Each rat was injected Linsitinib intraperitoneally with 1.85 MBq radioactivity of Zn-65 following 3 months of different treatments, and the radioactivity was determined using a suitably shielded scintillation counter. Arsenic treatment showed a significant increase in the fast component (Tb-1) of the biological half-life of Zn-65 in liver, which remained unaltered in the whole body. Furthermore, arsenic treatment decreased significantly the slow component (Tb-2) in the whole body, which remained unchanged in the liver. However, zinc supplementation to arsenic-treated rats normalized Tb-1 in the liver, but caused no change in Tb-2 in the whole body. Furthermore, the uptake values of Zn-65 were significantly
increased in the liver,
brain, kidney, and intestine following arsenic treatment, and the values in the liver and brain were decreased by zinc. Hence, zinc plays a significant role in regulating the biokinetics of Zn-65 in the liver and the whole body of arsenic-intoxicated rats.”
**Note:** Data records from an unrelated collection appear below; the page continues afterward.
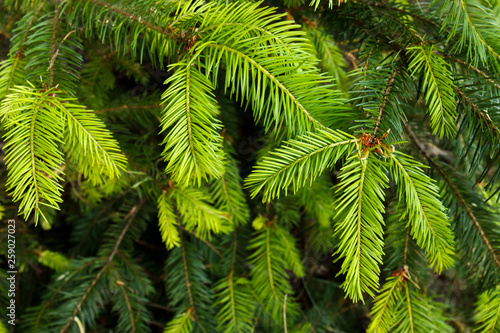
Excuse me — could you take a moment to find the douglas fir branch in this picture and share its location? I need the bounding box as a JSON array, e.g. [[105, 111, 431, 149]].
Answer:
[[0, 0, 500, 333]]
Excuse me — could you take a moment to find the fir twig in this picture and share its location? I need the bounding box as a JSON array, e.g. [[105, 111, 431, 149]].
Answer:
[[60, 199, 146, 333], [405, 125, 500, 268]]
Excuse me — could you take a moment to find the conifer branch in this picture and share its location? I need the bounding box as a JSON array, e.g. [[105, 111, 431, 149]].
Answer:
[[94, 104, 161, 113], [179, 233, 196, 320], [49, 6, 62, 88], [450, 53, 500, 89], [70, 0, 177, 37], [453, 87, 500, 139], [60, 199, 146, 333], [206, 44, 332, 132], [405, 124, 500, 268], [374, 60, 403, 135], [109, 261, 135, 333]]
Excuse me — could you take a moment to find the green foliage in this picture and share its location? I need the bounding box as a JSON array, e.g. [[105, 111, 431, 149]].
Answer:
[[335, 152, 388, 301], [162, 61, 224, 186], [389, 149, 454, 272], [474, 288, 500, 332], [408, 47, 456, 138], [0, 0, 500, 333]]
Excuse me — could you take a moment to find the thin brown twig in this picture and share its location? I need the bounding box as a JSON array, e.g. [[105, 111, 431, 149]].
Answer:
[[373, 63, 403, 135], [283, 294, 288, 333], [180, 233, 197, 318], [110, 262, 135, 332], [84, 0, 175, 37], [403, 228, 410, 265], [47, 30, 76, 76], [404, 124, 500, 267], [453, 87, 500, 135], [60, 199, 146, 333], [94, 104, 161, 113], [184, 226, 223, 258], [450, 55, 500, 89], [49, 5, 61, 88]]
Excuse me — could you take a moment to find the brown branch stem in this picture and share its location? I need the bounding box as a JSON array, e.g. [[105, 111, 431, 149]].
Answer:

“Current state of the art bridging ELISA technologies for detection of anti-drug antibodies (ADAs) against therapeutic antibodies bear the risk of false-negative results due to interference by circulating drug. Methods to remove the drug in the sample or sample pre-treatment techniques such as acid dissociation of the immune complexes are limited, laborious and may destroy ADAs resulting again VE-821 chemical structure GSI-IX inhibitor in false-negative results. The immune complex ELISA described in this publication provides a simple solution. It is designed to analyze samples from cynomolgus monkeys dosed with human antibodies; it can be used for all human antibodies since it is
independent of the specific antibody and its target. The generic applicability of the ADA assay is enabled by the use of (1) a murine anti-human Fc monoclonal antibody (MAb) as capture reagent; (2) a murine anti-cynomolgus monkey IgG MAb as detection reagent; and (3) an ADA positive control conjugate consisting of cynomolgus IgG complexed with human IgG. In its basic version, the generic ADA ELISA specifically detects only immune complexes formed in vivo. Validation of the ADA assay revealed a lower limit of quantitation of 15.6 ng/mL in serum samples. Intra-assay and interassay precision was characterized by a coefficient of variation of less than 10% and accuracy was within 8%. Matrix effects were low as evidenced by a mean recovery of 95%. In vitro pre-incubation of the serum samples with drug makes also the free ADA in the sample amenable to measurement by the immune complex ELISA as demonstrated by analysis of ADAs from two cynomolgus monkey studies with two different antibodies. The generic and versatile nature of this ADA assay favors its use in pilot pharmacokinetic and safety studies in cynomolgus monkeys during candidate selection of antibodies.